LIS-P1: ACCTGTGAGTTTTCGTTCTTCTC (SEQ ID NO 71)
LIS-P2: CTATTTGTTCAGTTTTGAGAGGTT (SEQ ID NO 72)
LIS-P3: ATTTTCCGTATCAGCGATGATAC (SEQ ID NO 73)
LIS-P4: ACGAAGTAAAGGTTGTTTTTCT (SEQ ID NO 74)
LIS-P5: GAGAGGTTACTCTCTTTTATGTCAG (SEQ ID NO 75)
LIS-P6: CTTTTATGTCAGATAAAGTATGCAA (SEQ ID NO 202)
LIS-P7: CGTAAAAGGGTATGATTATTTG (SEQ ID NO 203)
or equivalents of these primers, while these equivalents, differing in sequence from the above-mentioned primers by replacing one or more nucleotides, still retain the ability to specifically amplify a spacer region of the Listeria species or a part of it.

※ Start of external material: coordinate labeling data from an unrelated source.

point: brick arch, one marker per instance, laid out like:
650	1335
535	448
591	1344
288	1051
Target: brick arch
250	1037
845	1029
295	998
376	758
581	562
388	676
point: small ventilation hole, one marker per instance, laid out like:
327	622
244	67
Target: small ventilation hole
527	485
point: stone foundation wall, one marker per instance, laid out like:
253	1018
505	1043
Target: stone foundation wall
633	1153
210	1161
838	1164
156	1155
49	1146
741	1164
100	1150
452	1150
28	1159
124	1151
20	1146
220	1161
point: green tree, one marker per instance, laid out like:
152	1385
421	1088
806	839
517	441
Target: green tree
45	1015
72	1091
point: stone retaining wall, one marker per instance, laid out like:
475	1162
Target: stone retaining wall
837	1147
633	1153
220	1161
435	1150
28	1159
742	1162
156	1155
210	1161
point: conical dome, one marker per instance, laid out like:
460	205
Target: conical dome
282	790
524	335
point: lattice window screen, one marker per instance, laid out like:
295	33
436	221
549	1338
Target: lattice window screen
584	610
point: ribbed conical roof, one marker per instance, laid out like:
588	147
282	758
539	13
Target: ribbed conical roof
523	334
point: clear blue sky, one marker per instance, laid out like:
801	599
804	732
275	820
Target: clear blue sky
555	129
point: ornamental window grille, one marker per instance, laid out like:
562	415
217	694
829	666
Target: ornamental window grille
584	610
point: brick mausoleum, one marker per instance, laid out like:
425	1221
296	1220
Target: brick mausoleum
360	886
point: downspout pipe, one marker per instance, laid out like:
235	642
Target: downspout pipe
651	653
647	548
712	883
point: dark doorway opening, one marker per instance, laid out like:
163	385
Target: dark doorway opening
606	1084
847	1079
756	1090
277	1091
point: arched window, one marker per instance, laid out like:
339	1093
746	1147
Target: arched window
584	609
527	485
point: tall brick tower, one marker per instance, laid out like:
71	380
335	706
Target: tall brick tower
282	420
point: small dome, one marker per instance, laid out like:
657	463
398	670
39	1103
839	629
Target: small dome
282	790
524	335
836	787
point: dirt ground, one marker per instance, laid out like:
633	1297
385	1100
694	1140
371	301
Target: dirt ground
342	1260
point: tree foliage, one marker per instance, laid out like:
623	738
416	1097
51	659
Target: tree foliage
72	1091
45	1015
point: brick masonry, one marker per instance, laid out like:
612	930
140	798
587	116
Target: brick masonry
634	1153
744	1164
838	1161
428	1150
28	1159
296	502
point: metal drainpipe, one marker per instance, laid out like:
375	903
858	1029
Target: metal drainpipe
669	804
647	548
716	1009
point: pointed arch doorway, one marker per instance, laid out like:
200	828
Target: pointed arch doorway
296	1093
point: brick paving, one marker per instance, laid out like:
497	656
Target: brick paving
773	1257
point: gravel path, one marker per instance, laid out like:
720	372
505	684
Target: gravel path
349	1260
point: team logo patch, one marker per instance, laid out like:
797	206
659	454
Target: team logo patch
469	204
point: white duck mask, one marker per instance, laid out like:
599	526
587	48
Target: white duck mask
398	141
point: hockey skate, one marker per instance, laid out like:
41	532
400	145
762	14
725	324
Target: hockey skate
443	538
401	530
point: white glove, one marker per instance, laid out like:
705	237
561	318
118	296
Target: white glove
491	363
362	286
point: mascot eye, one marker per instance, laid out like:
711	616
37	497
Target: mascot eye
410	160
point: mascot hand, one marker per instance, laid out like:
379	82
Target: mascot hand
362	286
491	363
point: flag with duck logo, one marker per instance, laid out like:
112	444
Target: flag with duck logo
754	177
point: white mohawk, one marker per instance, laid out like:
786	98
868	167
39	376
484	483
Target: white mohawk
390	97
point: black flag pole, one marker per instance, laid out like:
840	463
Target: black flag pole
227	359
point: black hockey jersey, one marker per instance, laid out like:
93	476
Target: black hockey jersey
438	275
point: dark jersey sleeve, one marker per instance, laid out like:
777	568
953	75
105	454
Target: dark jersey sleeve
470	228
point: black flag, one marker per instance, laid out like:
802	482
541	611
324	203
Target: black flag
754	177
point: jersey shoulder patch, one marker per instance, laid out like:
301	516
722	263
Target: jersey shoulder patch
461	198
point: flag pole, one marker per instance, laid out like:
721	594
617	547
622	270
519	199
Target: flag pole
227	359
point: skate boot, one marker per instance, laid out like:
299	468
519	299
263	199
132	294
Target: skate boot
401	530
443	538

MYC-P1: TCCCTTGTGGCCTGTGTG (SEQ ID NO 65)
MYC-P2: TCCTTCATCGGCTCTCGA (SEQ ID NO 66)
MYC-P3: GATGCCAAGGCATCCACC (SEQ ID NO 67)
MYC-P4: CCTCCCACGTCCTTCATCG (SEQ ID NO 68)
MYC-P5: CCTGGGTTTGACATGCACAG (SEQ ID NO 192)
или эквивалентов данных праймеров, при этом указанные эквиваленты, отличающиеся по последовательности от упомянутых выше праймеров заменой одного или более нуклеотидов, по-прежнему сохраняют способность специфически амплифицировать спейсерную область вида Mycobacterium или ее часть.45. The method according to claim 1 for the specific determination and identification in a sample of the species Mycobacterium, in which stage (ii) involves amplifying the 16S-23S rRNA spacer region or part thereof using at least one of the following primers:
MYC-P1: TCCCTTGTGGCCTGTGTG (SEQ ID NO 65)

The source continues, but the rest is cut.